Lunch. Bar. 21.14. Rise 240 feet. The wind was strong last night and this morning; a light snowfall in the night; a good deal of drift, subsiding when we started, but still about a foot high. I thought it might have spoilt the surface, but for the first hour and a half we went along in fine style. Then we started up a rise, and to our annoyance found ourselves amongst crevasses once more – very hard, smooth nÈvÈ between high ridges at the edge of crevasses, and therefore very difficult to get foothold to pull the sledges.
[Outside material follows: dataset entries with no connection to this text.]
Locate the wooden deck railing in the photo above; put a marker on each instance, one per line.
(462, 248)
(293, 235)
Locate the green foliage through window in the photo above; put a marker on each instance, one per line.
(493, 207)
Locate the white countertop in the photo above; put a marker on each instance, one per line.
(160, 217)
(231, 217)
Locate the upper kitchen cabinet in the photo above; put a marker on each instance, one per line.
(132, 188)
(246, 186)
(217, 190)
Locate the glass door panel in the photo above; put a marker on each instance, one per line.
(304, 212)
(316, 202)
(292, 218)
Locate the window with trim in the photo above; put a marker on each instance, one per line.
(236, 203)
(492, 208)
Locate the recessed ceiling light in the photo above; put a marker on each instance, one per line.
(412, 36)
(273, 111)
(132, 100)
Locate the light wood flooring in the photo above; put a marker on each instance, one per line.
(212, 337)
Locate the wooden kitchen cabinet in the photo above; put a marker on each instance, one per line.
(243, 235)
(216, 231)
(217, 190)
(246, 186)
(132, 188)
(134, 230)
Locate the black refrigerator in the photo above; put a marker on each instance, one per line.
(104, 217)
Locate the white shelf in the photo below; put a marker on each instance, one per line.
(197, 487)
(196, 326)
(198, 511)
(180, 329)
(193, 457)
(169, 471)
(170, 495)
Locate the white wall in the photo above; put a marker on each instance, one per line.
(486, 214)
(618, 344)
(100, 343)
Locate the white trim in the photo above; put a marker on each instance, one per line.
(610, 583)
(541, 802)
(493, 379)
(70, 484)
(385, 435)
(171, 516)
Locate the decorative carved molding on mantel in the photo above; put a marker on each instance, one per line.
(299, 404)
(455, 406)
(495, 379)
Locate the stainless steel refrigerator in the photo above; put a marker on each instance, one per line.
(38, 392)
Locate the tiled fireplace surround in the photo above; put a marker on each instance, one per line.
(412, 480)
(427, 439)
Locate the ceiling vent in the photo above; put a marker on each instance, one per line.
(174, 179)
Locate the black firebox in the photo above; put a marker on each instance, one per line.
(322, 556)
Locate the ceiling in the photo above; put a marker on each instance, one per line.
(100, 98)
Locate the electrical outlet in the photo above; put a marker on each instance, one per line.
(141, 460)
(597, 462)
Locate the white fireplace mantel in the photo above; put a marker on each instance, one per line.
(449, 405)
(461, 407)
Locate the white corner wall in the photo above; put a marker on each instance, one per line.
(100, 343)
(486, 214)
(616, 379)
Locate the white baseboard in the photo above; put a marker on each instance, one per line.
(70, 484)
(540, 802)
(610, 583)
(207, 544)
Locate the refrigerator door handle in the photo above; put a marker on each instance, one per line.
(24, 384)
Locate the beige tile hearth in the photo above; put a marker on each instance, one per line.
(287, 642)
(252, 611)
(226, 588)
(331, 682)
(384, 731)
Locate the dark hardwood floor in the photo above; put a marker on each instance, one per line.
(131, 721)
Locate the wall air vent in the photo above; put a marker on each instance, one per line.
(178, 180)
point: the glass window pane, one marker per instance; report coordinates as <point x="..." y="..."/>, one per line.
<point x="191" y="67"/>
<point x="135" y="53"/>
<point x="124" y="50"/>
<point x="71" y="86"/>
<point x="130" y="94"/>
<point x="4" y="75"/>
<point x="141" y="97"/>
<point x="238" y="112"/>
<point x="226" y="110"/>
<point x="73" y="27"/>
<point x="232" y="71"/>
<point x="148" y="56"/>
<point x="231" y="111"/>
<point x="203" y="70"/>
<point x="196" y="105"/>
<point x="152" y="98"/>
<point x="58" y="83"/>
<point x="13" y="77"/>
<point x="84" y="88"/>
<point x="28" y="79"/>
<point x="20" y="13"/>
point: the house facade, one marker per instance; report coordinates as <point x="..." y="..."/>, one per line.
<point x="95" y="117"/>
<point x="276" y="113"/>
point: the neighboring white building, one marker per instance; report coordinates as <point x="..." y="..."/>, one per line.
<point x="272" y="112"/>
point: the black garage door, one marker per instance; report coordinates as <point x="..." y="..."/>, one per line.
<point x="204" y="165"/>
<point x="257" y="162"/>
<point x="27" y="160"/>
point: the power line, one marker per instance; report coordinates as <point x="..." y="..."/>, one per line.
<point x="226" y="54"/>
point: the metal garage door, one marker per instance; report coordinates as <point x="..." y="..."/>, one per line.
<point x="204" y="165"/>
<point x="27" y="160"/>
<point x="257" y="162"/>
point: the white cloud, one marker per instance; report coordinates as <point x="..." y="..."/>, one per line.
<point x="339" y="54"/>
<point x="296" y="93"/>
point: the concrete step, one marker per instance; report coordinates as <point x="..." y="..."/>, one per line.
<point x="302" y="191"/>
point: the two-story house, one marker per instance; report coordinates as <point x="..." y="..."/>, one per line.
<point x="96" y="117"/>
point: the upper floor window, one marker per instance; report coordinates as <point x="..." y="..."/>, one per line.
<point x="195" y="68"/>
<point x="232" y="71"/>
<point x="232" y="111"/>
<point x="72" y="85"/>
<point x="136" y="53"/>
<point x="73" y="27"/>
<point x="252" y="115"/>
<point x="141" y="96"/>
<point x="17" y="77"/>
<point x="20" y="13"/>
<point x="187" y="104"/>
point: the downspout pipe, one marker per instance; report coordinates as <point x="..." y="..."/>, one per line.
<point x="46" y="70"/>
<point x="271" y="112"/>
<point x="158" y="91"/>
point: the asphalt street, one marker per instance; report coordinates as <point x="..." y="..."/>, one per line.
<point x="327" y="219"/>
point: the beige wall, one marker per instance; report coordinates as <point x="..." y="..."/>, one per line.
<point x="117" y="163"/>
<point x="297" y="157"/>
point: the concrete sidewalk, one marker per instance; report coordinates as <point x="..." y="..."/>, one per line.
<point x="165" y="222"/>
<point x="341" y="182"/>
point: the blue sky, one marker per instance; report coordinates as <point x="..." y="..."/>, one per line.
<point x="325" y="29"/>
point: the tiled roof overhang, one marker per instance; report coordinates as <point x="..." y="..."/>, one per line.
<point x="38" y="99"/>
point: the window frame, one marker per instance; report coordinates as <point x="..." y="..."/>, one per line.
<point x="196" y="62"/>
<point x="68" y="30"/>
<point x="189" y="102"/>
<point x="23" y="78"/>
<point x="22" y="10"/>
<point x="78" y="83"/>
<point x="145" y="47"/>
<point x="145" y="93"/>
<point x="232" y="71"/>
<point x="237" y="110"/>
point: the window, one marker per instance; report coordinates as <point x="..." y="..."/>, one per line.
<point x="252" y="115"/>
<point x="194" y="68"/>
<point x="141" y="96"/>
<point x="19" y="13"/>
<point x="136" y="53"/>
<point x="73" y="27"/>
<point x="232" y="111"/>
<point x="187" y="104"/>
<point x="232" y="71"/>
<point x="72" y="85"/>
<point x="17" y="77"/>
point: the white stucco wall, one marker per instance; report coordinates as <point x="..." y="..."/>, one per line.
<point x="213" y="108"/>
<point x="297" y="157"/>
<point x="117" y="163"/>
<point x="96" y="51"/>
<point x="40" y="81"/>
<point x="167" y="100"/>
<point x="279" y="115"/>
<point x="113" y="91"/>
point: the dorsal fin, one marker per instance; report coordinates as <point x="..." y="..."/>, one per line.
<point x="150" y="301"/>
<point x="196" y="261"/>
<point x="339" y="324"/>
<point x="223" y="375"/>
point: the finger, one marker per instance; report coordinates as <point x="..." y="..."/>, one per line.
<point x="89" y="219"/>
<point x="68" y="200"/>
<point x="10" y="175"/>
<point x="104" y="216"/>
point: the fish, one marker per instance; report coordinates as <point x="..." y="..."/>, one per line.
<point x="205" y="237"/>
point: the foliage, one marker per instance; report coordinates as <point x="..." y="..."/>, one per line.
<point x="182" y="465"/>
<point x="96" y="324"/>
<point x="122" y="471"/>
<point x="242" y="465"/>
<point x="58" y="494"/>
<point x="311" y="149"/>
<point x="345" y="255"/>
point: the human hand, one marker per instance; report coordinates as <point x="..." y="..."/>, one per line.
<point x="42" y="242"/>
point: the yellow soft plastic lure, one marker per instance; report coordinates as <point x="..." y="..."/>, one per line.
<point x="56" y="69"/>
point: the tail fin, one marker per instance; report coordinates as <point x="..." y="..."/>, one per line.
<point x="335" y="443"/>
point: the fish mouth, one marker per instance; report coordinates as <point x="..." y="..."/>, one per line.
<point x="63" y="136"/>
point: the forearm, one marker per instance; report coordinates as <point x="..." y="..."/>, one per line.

Got our ski sticks out, which improved matters, but we had to tack a good deal and several of us went half down. After half an hour of this I looked round and found the second sledge halted some way in rear – evidently someone had gone into a crevasse. We saw the rescue work going on, but had to wait half an hour for the party to come up, and got mighty cold. It appears that Lashly went down very suddenly, nearly dragging the crew with him. The sledge ran on and jammed the span so that the Alpine rope had to be got out and used to pull Lashly to the surface again. Lashly says the crevasse was 50 feet deep and 8 feet across, in form U, showing that the word ‘unfathomable’ can rarely be applied. Lashly is 44 to-day and as hard as nails. His fall has not even disturbed his equanimity.
After topping the crevasse ridge we got on a better surface and came along fairly well, completing over 7 miles (geo.) just before 1 o’clock. We have risen nearly 250 feet this morning; the wind was strong and therefore trying, mainly because it held the sledge; it is a little lighter now.
Night. Camp No. 47. Bar. 21.18. T. -7º. I am so replete that I can scarcely write. After sundry luxuries, such as chocolate and raisins at lunch, we started off well, but soon got amongst crevasses, huge snowfields roadways running almost in our direction, and across hidden cracks into which we frequently fell. Passing for two miles or so along between two roadways, we came on a huge pit with raised sides. Is this a submerged mountain peak or a swirl in the stream? Getting clear of crevasses and on a slightly down grade, we came along at a swinging pace – splendid. I marched on till nearly 7.30, when we had covered 15 miles (geo.) (17 1/4 stat.). I knew that supper was to be a ‘tightener,’ and indeed it has been – so much that I must leave description till the morning.
Dead reckoning, Lat. 85º 50′ S.; Long. 159º 8′ 2” E. Bar. 21.22.
Towards the end of the march we seemed to get into better condition; about us the surface rises and falls on the long slopes of vast mounds or undulations – no very definite system in their disposition. We camped half-way up a long slope.
In the middle of the afternoon we got another fine view of the land. The Dominion Range ends abruptly as observed, then come two straits and two other masses of land. Similarly north of the wild mountains is another strait and another mass of land. The various straits are undoubtedly overflows, and the masses of land mark the inner fringe of the exposed coastal mountains, the general direction of which seems about S.S.E., from which it appears that one could be much closer to the Pole on the Barrier by continuing on it to the S.S.E. We ought to know more of this when Evans’ observations are plotted.
I must write a word of our supper last night. We had four courses. The first, pemmican, full whack, with slices of horse meat flavoured with onion and curry powder and thickened with biscuit; then an arrowroot, cocoa and biscuit hoosh sweetened; then a plum-pudding; then cocoa with raisins, and finally a dessert of caramels and ginger. After the feast it was difficult to move. Wilson and I couldn’t finish our share of plum-pudding. We have all slept splendidly and feel thoroughly warm – such is the effect of full feeding.